Autumn Leaf

At the end of June in 2009, during the oppressive heat of an unusually hot summer in our part of Oregon, my wife and I packed up all of our things and departed from our small apartment in a run-down building on East Burnside Street in Portland, moving to a newer (and, we hoped, more habitable) apartment in the nearby suburb of Beaverton. We had decided that, after five years of being surrounded by constant noise and endless concrete, we no longer wanted to reside in the unwholesome confines of the city.

Although Beaverton has all the usual drawbacks of convention and conformity to which most American suburbs are inescapably prone, it also has open skies, quiet streets, and an abundance of tall trees. In late October, when autumn is in full sway, the trees are particularly striking. Everywhere in our neighborhood, curtains of leaves can be seen, richly hanging from branches, offering an exhibition of seasonal beauty in red, gold, and yellow.

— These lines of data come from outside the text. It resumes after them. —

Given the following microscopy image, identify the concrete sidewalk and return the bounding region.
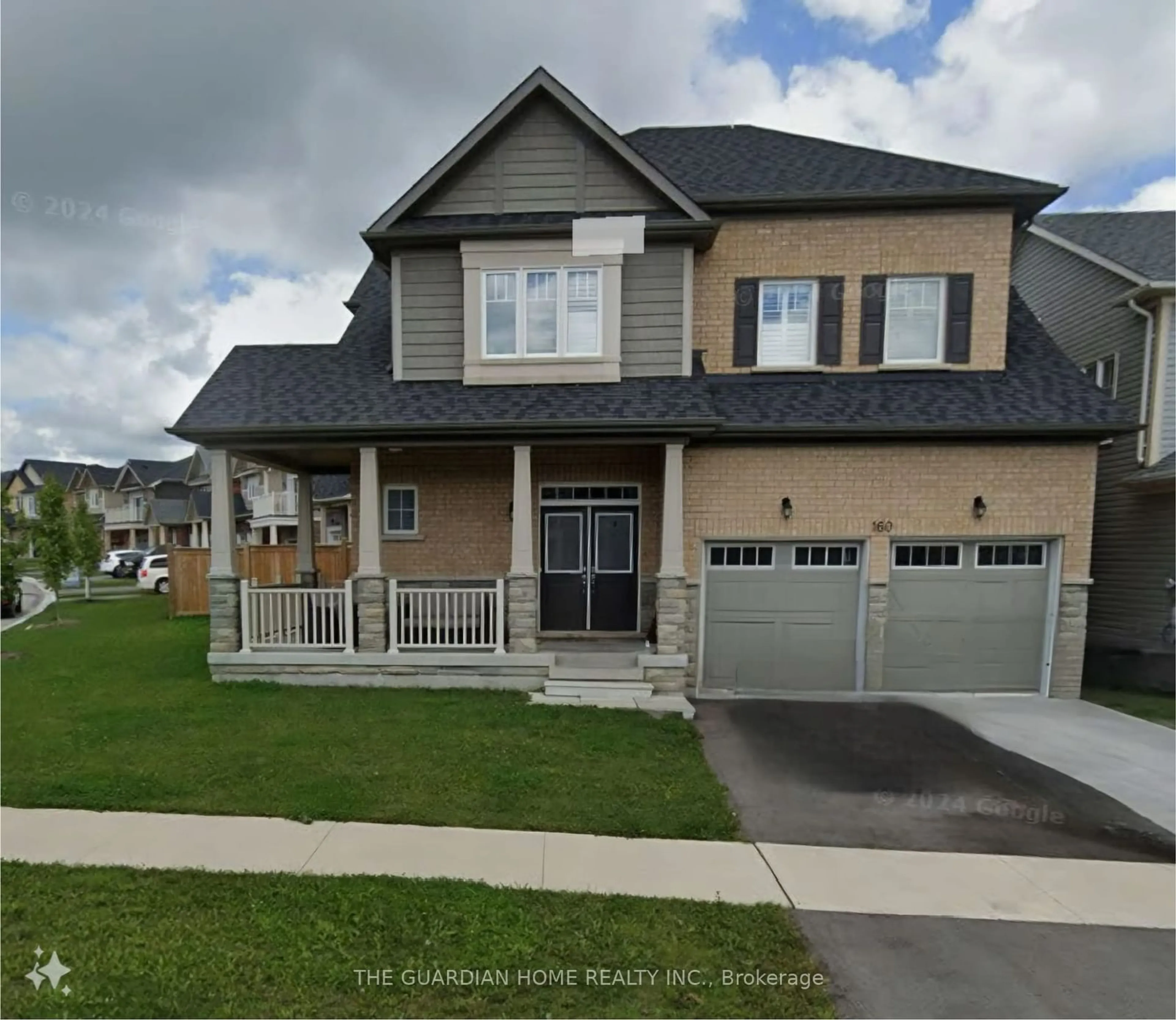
[7,807,1176,928]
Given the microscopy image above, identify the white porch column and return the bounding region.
[208,449,236,578]
[296,471,314,585]
[658,442,686,578]
[656,442,693,668]
[355,446,383,578]
[511,446,535,574]
[506,446,539,652]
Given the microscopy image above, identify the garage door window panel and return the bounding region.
[709,546,776,571]
[976,542,1046,569]
[893,542,962,571]
[793,545,857,569]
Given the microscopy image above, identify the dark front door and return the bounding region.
[539,506,639,631]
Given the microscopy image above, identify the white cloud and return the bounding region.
[0,0,1176,464]
[801,0,931,42]
[1115,176,1176,213]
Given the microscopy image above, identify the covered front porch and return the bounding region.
[198,440,687,694]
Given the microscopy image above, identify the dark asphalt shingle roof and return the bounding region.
[189,488,251,520]
[1034,212,1176,281]
[127,455,192,485]
[624,125,1062,206]
[173,259,1133,438]
[709,290,1135,432]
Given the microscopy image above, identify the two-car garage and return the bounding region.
[700,539,1057,695]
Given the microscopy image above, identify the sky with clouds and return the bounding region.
[0,0,1176,466]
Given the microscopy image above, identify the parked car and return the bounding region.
[98,549,130,574]
[139,556,167,595]
[111,549,146,578]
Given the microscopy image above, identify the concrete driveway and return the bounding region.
[695,699,1176,861]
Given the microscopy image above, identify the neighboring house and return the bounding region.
[169,70,1135,696]
[1012,212,1176,691]
[102,455,192,549]
[313,474,352,546]
[68,464,121,517]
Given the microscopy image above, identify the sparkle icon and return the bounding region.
[41,950,72,988]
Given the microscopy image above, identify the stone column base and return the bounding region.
[208,576,241,652]
[658,574,689,655]
[507,574,539,653]
[1049,581,1090,698]
[352,576,388,652]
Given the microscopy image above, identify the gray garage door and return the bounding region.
[882,540,1049,691]
[703,542,862,694]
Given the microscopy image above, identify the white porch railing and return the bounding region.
[253,492,298,519]
[241,580,355,652]
[388,579,506,654]
[105,505,146,525]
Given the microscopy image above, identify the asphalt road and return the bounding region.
[695,700,1176,861]
[796,911,1176,1018]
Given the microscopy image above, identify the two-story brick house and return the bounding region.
[172,70,1134,695]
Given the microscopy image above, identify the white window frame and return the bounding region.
[755,279,820,368]
[380,482,421,535]
[882,276,948,365]
[479,265,605,361]
[707,542,776,571]
[890,539,963,571]
[793,542,862,571]
[975,539,1049,571]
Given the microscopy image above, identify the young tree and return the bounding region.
[70,500,102,590]
[35,475,77,620]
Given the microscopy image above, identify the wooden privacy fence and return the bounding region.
[167,544,349,616]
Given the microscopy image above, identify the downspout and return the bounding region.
[1127,298,1156,464]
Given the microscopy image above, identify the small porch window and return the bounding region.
[383,485,416,535]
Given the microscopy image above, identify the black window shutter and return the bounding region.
[816,276,846,365]
[943,273,971,365]
[857,276,886,365]
[731,279,760,366]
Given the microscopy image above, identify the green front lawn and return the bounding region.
[1082,687,1176,730]
[0,597,739,839]
[0,863,834,1016]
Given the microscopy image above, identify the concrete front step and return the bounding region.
[555,652,640,669]
[543,680,654,698]
[547,664,646,684]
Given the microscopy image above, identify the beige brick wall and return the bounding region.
[694,209,1012,372]
[350,446,663,579]
[683,442,1099,582]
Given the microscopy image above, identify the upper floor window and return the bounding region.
[482,267,601,358]
[884,276,945,365]
[756,280,816,367]
[1082,354,1118,396]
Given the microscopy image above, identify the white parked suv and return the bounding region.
[139,556,167,595]
[98,549,134,574]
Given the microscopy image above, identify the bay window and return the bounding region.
[482,267,601,358]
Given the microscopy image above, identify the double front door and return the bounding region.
[539,506,639,632]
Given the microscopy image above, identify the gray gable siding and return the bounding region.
[400,245,683,381]
[1012,235,1176,652]
[417,100,670,217]
[400,248,465,379]
[621,245,684,375]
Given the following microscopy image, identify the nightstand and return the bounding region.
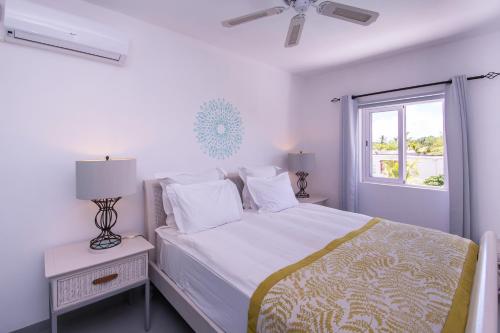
[45,236,154,333]
[297,194,328,206]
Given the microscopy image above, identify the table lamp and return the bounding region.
[76,156,137,250]
[288,151,316,198]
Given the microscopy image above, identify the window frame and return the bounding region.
[358,93,448,191]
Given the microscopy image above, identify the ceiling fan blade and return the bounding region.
[317,1,379,25]
[222,7,288,28]
[285,14,306,47]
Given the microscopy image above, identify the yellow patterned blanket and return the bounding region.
[248,219,478,333]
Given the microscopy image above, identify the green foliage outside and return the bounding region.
[381,160,419,181]
[424,175,444,186]
[372,135,444,156]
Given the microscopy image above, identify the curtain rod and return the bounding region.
[331,72,500,103]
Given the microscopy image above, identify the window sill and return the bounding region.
[360,180,448,192]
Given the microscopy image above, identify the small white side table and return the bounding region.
[297,194,328,206]
[45,236,154,333]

In my own case, the mundane action of moving from the city to the suburbs inspired a deeper awareness of my everyday surroundings. It enabled me to see more clearly what I might otherwise have taken for granted. In a world that is being taken over, brutally and quickly, by the malign power of heartless technology, a world in which our daily lives are blankly surrendered to the harshness and ugliness of rampant consumerism, the bold splendor of an autumn leaf is something to be treasured.